De beklagcommissie bij FPC Pompestichting te Nijmegen (hierna: de instelling) heeft op 19 april 2022 het beklag ongegrond verklaard (PZ 2021/129a). De uitspraak van de beklagcommissie is bijgevoegd.
Klagers raadsman, mr. S.O. Roosjen, heeft namens klager beroep ingesteld tegen deze uitspraak.
De beroepscommissie heeft klager en zijn raadsman gehoord op de zitting van 26 augustus 2022 in de Penitentiaire Inrichting (PI) Vught.
Namens het hoofd van de instelling is kort voor de zitting te kennen gegeven in verband met ziekte niet op de zitting te kunnen verschijnen.
Het lid van de beroepscommissie drs. A.C. Djadoenath was niet ter zitting aanwezig maar leest en beslist op de stukken mee.

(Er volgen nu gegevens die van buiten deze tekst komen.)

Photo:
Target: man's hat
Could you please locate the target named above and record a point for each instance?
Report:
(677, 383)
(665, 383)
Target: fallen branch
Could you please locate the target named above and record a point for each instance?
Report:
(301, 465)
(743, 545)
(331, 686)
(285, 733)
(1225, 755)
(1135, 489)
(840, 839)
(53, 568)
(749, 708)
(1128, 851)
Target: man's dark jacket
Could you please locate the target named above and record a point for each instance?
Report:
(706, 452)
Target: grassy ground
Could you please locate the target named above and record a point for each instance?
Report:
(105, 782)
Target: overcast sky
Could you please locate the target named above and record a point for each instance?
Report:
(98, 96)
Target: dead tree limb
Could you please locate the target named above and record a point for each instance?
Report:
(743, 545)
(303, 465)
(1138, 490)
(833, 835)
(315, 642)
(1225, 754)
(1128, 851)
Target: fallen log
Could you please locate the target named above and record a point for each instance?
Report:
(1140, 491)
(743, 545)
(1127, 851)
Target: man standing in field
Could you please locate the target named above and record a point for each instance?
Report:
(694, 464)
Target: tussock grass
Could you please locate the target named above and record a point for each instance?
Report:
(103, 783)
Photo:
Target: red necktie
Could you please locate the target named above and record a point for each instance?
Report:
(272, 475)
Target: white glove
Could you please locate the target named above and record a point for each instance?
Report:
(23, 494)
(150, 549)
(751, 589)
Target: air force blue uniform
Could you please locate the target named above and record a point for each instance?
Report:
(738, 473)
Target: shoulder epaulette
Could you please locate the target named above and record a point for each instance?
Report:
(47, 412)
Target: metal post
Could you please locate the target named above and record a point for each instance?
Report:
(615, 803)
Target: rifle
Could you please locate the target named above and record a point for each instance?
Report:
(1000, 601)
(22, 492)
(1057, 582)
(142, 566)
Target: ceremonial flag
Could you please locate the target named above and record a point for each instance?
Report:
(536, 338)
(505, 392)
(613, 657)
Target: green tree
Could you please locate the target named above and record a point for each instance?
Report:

2. De standpunten in beroep
Standpunt van klager
Klager heeft eerder een bedrag van €150,- toegekend gekregen door de instelling, omdat zijn computer definitief zoek leek te zijn. Nadat de computer was teruggevonden heeft de instelling aangegeven dat klager de €150,- mocht houden ter compensatie vanwege de lange duur van de vermissing van de computer en het niet kunnen gebruiken ervan. Op dat moment was nog niet bekend dat de computer niet goed functioneerde en het beeldscherm, toetsenbord en muis nog vermist waren. Klager vindt het dan ook niet redelijk dat de beklagcommissie heeft geoordeeld dat hij van de reeds aan hem toegekende €150,- ook de reparatiekosten van zijn computer moet betalen en dat het bedrag eveneens een tegemoetkoming is voor de vermissing van zijn beeldscherm, toetsenbord en muis. Klager heeft zijn computer laten repareren en de bon van de reparatie overgelegd. Ook heeft klager een nieuwe monitor gekocht. Klager verzoekt zijn beklag gegrond te verklaren en wenst een passende tegemoetkoming naast het eerder aan hem toegekende bedrag van €150,-.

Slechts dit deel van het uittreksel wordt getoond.